Last month I joined RIN in a new role as the network co-ordinator, following in the footsteps of Mary Shannon. By way of introduction I want to share ‘Alfred in the Isle of Athelney, receiving News of a Victory over the Danes’, a depiction of Alfred the Great that has loomed large in my recent work on the eighteenth-century reception and representation of the early middle ages.
Nicholas Blakey painted ‘Alfred in the Isle of Athelney’ c.1750 and it was engraved by Gérard Scotin II for inclusion in the series English History Delineated, published by John and Paul Knapton in 1751. Although the series failed after only six prints (covering the period from the Britons to the Battle of Hastings), the plates were bought by Richard Sayer, who had them reworked for a 1778 reissue. The image above is Sayer’s re-issue, reworked by the landscape-engraver François Vivares. Although Blakey’s design shows clear neoclassical influences, the image is remarkable for its (proto-)romantic, sympathetic depiction of Anglo-Saxon history and for the fact that it seems to illustrate a scene from James Thomson and David Mallet’s Alfred: A Masque rather than the relevant passage from Paul Rapin de Thoyras’ History of England, a best-selling history published by the Knaptons in numerous editions and subsequently by John Harrison. Rapin presented Alfred as an English hero; Thomson and Mallet presented him to Frederick, Prince of Wales and to audiences at Drury Lane as a model of virtuous English masculinity.
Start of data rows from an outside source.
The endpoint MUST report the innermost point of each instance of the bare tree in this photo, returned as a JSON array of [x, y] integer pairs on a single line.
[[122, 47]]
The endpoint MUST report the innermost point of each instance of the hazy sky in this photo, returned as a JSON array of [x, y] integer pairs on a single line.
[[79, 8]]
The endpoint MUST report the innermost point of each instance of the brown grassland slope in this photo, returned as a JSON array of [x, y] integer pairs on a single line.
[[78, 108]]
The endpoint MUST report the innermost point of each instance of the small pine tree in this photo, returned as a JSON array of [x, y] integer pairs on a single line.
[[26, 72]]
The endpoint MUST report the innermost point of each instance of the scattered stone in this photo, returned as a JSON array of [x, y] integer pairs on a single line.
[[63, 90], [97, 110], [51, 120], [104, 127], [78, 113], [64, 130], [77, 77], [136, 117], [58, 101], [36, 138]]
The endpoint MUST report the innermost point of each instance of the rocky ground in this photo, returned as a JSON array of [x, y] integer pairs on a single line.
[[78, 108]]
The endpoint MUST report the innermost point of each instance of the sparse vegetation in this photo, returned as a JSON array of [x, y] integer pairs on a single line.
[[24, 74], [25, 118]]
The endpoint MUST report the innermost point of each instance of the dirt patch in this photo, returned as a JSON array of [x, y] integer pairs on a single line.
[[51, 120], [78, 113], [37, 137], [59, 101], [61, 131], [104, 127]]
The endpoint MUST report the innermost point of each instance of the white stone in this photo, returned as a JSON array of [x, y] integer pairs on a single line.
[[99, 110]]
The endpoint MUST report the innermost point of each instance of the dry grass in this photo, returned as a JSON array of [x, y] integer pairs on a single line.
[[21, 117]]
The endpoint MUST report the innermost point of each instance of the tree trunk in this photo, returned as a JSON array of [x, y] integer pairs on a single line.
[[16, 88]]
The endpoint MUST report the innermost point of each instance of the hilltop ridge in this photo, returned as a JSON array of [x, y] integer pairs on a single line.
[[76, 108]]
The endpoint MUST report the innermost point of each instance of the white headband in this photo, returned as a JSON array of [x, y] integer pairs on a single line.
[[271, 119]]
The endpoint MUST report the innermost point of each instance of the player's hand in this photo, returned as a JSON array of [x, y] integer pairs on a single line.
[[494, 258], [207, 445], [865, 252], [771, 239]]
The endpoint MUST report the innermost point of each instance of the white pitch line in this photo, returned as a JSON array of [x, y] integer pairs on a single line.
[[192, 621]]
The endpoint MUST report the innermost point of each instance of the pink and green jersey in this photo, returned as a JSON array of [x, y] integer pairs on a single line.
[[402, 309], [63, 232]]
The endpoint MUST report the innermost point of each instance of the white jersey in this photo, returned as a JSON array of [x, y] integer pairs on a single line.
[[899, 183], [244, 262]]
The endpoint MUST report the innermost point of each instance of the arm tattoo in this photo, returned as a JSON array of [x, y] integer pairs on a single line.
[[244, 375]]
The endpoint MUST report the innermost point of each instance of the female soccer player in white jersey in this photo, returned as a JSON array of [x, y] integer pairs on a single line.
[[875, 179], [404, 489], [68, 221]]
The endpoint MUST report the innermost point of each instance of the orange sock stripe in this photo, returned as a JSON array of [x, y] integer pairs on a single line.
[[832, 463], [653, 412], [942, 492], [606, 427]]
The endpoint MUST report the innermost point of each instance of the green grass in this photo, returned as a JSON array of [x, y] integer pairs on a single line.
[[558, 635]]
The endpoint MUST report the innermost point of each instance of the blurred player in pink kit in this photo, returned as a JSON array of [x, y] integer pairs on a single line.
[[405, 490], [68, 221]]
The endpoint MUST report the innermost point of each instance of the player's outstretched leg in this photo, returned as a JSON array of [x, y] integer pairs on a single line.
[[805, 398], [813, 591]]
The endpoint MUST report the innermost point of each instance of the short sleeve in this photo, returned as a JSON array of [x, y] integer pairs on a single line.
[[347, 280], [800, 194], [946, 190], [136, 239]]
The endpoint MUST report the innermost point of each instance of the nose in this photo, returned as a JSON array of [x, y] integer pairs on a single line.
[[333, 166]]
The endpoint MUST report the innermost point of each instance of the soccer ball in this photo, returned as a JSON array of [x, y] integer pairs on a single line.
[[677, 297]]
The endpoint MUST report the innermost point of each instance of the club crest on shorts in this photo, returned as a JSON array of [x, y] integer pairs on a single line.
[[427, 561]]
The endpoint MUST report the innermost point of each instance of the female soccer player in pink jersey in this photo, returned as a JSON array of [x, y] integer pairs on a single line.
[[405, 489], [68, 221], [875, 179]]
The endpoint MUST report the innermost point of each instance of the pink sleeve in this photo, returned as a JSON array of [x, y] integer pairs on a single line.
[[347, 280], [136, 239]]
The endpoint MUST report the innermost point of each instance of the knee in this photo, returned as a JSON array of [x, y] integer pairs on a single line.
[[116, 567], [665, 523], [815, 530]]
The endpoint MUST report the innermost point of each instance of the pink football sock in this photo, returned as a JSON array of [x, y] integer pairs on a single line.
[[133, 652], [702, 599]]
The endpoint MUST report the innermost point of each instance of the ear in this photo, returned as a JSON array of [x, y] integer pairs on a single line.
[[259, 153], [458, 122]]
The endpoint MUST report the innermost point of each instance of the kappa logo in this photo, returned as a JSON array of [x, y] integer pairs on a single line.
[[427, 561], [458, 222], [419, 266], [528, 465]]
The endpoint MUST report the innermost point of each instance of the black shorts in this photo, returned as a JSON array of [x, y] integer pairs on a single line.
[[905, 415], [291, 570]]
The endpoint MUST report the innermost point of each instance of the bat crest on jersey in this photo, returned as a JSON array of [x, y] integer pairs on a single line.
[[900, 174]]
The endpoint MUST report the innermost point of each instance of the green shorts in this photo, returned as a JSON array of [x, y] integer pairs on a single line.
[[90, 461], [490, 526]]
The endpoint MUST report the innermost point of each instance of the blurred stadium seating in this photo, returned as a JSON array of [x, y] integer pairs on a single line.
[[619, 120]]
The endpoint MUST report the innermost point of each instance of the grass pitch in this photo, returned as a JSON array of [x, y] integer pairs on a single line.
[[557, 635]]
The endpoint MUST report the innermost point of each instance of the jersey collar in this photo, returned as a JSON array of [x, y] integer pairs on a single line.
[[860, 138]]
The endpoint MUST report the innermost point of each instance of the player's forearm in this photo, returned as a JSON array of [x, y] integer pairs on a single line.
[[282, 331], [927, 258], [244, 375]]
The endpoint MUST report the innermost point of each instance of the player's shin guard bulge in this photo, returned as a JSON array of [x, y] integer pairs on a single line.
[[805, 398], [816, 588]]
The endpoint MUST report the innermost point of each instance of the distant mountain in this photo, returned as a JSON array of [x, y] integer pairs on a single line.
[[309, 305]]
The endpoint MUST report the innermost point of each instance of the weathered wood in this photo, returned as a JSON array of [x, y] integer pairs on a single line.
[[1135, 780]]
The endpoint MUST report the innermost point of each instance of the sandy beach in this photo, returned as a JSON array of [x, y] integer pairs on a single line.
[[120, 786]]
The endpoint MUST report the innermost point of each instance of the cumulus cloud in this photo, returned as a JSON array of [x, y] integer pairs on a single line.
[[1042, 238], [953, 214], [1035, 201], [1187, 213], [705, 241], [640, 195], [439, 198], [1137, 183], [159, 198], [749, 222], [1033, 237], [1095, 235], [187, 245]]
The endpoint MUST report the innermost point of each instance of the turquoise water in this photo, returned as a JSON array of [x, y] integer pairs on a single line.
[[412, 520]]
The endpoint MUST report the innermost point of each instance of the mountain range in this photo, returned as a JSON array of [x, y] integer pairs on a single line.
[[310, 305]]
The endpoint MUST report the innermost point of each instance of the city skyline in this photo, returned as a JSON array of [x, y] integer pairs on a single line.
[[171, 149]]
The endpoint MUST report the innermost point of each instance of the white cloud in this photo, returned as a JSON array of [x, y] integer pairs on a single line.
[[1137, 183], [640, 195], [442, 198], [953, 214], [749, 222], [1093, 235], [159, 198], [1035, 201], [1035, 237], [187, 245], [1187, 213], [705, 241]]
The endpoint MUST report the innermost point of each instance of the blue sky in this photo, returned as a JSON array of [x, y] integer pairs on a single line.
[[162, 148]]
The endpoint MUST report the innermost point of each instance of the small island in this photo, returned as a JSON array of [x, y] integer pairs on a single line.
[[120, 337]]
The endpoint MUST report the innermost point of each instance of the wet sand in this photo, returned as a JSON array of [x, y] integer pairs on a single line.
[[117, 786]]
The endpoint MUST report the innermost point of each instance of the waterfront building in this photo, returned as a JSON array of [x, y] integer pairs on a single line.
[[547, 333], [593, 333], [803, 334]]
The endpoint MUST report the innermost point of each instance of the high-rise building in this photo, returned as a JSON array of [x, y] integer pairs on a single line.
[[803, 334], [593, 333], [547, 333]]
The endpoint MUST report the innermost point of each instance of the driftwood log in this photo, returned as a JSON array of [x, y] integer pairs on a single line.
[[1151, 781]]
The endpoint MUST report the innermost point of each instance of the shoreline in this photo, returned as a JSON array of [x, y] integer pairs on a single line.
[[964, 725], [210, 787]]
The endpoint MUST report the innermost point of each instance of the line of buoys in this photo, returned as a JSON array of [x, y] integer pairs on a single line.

Blakey’s image captures this affective nearness perfectly. Alfred is shown in his prime, a rustic poet whose harp and bow rest against the roots of a massive oak. He is on the verge of military greatness, a figure who, despite his humble dress, commands the respect of the Earl of Devon (holding the Raven banner of the Vikings – or ‘Danes’ – that Alfred will soon defeat at Edington) and of the English soldiers flocking to join him. During the eighteenth century Alfred the Great rose steadily in the popular imagination to become ‘England’s Darling’, the Romantic and increasingly romanticised Anglo-Saxon hero-king of England. Blakey’s image, informed by history and drama, offers us a glimpse of that transformation in action.